Pip4k2c-KO Mouse

Pip4k2c, also known as phosphatidylinositol-5-phosphate 4-kinase, type II, gamma, is a lipid kinase. It is involved in phosphoinositide signaling, which is crucial for many cellular functions such as autophagy, immune regulation, and metabolic control [3,5,7]. It is part of pathways related to autophagic flux regulation, insulin-dependent PI3K-AKT pathway, and is associated with focal adhesion formation [2,4,6].

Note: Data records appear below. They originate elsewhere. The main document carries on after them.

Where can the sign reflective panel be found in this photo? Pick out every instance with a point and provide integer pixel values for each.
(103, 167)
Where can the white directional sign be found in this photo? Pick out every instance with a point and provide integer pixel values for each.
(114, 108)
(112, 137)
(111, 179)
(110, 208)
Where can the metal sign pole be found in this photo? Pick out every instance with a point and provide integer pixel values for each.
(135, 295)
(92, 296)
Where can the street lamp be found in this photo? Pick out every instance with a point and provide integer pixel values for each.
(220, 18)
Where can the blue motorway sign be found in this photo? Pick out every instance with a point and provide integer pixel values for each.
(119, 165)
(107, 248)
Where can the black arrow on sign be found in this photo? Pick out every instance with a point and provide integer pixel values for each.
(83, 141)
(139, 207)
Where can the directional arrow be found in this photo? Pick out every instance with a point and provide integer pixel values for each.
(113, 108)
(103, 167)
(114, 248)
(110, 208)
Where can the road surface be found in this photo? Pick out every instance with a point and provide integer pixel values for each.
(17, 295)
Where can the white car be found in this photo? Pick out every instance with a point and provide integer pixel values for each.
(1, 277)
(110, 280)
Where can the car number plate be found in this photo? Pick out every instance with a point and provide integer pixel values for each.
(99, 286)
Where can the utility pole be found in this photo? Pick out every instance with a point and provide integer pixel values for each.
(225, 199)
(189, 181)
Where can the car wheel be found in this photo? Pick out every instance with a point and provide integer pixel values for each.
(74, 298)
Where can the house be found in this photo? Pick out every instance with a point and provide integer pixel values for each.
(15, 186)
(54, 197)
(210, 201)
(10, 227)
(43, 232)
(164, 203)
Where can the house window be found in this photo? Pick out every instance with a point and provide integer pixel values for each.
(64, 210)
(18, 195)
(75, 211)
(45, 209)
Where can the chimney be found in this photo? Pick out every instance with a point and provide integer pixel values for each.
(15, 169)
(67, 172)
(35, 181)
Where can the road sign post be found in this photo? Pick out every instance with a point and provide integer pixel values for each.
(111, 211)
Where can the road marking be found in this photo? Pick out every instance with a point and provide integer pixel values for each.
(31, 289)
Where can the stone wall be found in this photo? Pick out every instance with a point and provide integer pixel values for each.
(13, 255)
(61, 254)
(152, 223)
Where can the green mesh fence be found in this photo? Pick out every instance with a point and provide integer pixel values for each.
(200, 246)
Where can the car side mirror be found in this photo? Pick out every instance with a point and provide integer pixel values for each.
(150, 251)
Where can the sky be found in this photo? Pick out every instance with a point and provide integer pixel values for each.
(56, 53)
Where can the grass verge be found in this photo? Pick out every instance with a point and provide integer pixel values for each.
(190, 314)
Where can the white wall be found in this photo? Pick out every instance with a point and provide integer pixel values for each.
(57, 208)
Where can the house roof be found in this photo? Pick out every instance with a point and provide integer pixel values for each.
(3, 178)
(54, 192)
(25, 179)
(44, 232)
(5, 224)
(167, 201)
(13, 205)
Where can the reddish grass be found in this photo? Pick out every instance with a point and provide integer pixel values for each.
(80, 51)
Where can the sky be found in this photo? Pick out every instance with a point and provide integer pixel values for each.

In gene knockout studies, loss of Pip4k2c in mice conferred liver-metastatic organotropism as Pip4k2c-deficient cells were hypersensitized to insulin-mediated PI3K/AKT signaling, exploiting the insulin-rich liver environment for metastasis [1]. Deletion of Pip4k2c in adult mice led to higher rates of cardiac hypertrophy, fibrosis, and sudden death after transverse aortic constriction (TAC), while transient upregulation of Pip4k2c using modified mRNA improved heart function [4]. Also, germline deletion of Pip4k2c in mice increased inflammation and T-cell activation with age, along with hyperactivation of mTORC1 signaling [7].

In conclusion, Pip4k2c is essential in regulating multiple biological processes including metastasis, cardiac function, and immune response. Gene knockout mouse models have been instrumental in revealing its role in liver metastasis, heart failure-related conditions, and immune system hyperactivation, providing insights into potential therapeutic strategies for these diseases.